What surprised me even more was in the middle of the flight when I went to go to the bathroom, I felt so grateful seeing the flight attendants up, happily chatting away and smiling as I walked past. What I saw was no different to what I had seen in the past, yet how I felt about what I saw different. What's more, is that this in turn made me feel good. This gratitude was so positive, that even though I hardly got any sleep on that flight, it didn't bother me at all and just took it all in my stride.
I was really baffled by this change in attitude in me. Why didn't I feel this gratitude before? I was so adamant that these facts did not call for feelings of gratitude... where is this sudden feeling of gratitude coming from?
So instead of forcing myself to sleep I decided to meditate and reflect on this. What I suddenly realised, was that hidden behind my previous thoughts and attitude was a whole lot of pride, arrogance, entitlement and attachment to money. In my mind, I had thought that I was entitled to get this service. I had worked hard for the money that I paid to get this service and it was "their place" to provide me with the service and I shouldn't expect anything less. I was initially horrified at my own arrogance but then found it really funny that someone as irrelevant and insignificant as me (from the perspective of the Universe) had such arrogance. I simultaneously felt embarrassed at my discovery. This made me feel even more grateful for how diligently the flight attendance served their customers. Yes, it's true they get paid, but they didn't have to choose this as a job and they don't "have" to do it with a smile.
This is true in fact for every other work that people do. Yes, they individually somehow benefit from all the jobs that people do and may not be doing it if it weren't for those benefits. However, equally if no one chose to do those jobs, regardless of the reason, we wouldn't be able to enjoy the results of the work done.

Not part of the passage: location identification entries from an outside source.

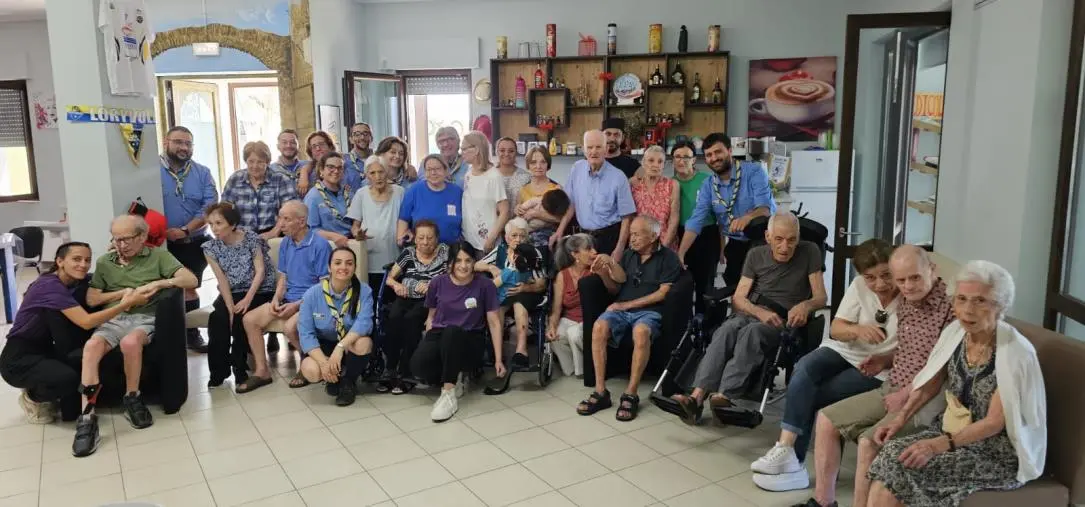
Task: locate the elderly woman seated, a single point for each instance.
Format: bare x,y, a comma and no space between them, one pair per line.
519,289
993,434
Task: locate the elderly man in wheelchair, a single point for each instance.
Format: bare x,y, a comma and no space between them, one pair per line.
781,286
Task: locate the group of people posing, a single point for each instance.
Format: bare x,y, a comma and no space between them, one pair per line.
452,248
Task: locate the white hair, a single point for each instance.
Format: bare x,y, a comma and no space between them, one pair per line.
995,277
787,217
514,224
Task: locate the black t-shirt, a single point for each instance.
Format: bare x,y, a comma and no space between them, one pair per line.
626,163
643,279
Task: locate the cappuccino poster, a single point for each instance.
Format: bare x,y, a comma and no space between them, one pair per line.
792,99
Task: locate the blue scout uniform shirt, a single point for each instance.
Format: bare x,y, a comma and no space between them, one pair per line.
328,208
187,193
715,197
303,263
316,319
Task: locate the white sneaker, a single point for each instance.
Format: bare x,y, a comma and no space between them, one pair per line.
36,413
445,407
782,482
779,459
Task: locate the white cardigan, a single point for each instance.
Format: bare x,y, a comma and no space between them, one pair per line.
1020,387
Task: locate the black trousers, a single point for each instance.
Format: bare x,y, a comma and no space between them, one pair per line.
736,252
445,353
401,333
228,347
46,375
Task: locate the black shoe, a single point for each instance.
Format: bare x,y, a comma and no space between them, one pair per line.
195,342
136,412
86,435
346,394
332,389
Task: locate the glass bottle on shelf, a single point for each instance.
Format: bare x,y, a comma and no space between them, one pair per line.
539,80
717,93
678,77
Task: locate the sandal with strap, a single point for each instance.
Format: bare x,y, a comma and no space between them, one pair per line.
595,403
298,381
627,407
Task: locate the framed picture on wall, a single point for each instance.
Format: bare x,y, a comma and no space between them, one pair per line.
329,119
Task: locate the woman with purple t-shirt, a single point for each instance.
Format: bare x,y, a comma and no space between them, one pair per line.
461,305
43,366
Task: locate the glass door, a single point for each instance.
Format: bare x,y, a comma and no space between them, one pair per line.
891,177
378,100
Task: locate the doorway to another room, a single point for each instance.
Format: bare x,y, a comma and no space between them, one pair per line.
225,112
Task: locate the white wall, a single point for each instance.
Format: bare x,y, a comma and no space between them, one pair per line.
999,150
26,56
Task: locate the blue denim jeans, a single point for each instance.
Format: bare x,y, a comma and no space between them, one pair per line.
819,379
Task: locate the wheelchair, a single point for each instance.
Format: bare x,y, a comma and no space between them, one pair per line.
793,344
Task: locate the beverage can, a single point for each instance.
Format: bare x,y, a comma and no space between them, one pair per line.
655,38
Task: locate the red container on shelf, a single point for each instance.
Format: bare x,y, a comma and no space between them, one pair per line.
551,40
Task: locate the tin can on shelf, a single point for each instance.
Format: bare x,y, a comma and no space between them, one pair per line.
655,38
551,40
612,39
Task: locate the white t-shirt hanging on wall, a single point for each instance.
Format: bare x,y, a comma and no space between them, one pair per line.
127,36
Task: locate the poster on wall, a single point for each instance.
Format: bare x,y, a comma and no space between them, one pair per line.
792,99
45,110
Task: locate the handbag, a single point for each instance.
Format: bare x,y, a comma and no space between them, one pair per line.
956,416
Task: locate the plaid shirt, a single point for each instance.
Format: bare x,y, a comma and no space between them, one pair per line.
258,206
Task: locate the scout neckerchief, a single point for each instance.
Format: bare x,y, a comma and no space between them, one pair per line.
328,201
178,177
729,204
339,314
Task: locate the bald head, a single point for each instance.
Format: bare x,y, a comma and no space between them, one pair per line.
913,271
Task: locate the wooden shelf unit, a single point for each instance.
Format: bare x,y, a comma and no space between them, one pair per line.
581,78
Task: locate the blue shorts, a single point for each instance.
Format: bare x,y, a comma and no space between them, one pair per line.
622,324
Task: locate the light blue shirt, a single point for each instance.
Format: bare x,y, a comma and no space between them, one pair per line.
303,263
196,192
601,198
328,214
754,192
315,322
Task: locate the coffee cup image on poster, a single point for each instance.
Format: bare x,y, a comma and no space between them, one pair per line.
792,99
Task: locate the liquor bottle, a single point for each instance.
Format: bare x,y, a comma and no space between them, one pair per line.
678,77
539,80
717,93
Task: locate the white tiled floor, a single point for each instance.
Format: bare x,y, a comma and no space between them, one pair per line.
279,446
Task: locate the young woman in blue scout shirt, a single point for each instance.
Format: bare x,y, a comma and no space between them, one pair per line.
334,324
329,200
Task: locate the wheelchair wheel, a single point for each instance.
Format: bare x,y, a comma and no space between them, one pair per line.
546,365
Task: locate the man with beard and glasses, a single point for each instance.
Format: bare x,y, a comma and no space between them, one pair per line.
448,143
736,197
288,162
187,190
614,131
354,172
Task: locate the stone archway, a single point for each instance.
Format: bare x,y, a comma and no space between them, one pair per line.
279,53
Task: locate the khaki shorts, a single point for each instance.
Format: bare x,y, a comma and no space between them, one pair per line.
859,416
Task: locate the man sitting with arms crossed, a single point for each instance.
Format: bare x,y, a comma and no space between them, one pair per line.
787,271
131,266
641,280
921,316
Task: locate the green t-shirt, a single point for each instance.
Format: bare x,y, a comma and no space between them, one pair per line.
149,265
687,195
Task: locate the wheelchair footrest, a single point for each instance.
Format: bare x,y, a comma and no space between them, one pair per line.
738,416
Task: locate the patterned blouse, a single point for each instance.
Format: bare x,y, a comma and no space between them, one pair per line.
237,262
413,271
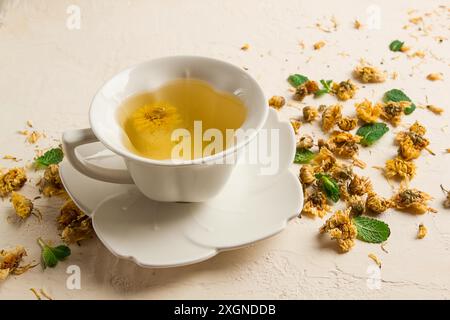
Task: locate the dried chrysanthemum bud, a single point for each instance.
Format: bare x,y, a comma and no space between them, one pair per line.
75,225
359,185
400,168
51,184
344,144
344,90
22,205
377,204
316,205
330,117
407,150
311,86
324,160
393,111
341,228
422,232
367,112
347,123
307,174
417,128
412,200
357,205
277,102
412,142
10,262
369,74
310,114
305,142
12,180
341,171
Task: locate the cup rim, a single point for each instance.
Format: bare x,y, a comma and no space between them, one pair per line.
203,160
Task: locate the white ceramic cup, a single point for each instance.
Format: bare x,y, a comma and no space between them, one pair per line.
191,180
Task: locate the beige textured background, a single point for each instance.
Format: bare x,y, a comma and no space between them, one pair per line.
49,73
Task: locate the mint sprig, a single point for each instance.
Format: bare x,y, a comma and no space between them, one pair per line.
371,230
371,132
397,95
52,156
50,256
303,156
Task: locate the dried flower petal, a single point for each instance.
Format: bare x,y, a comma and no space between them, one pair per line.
331,116
356,205
367,112
305,142
393,111
347,123
377,204
10,262
12,180
310,114
307,175
344,144
277,102
22,205
316,205
435,76
359,185
341,228
400,168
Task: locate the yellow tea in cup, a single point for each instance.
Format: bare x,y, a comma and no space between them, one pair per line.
151,119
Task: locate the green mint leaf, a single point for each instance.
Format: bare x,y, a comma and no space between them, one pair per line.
396,45
398,95
52,156
303,156
372,132
51,255
61,252
371,230
326,88
329,186
297,79
48,257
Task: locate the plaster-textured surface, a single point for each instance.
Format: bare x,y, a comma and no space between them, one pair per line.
49,73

By discarding my pride, arrogance, mind of entitlement and attachment to money, I naturally was able to feel and see more gratitude. The more I am able to discard and get out of my own way, the gratitude I will feel which in turn will just bring me more happiness.
What mind do you have that is preventing you from being showered with the feeling of gratitude? I guarantee you, if you're not grateful for every moment in life, there's something there ;)
True life is a life of gratitude.

I've recently done a 100 day gratitude challenge and it was amazing. I could see my biggest block is my expectations of wanting things to go a particular way... A mind of non acceptance
Love your reflection! And it helps me to reflect on myself, thank you!
Amazing, what you said about gratitude and sleep. I've had that experience also, when my mind has gratitude, it didn't matter if I didn't sleep as much.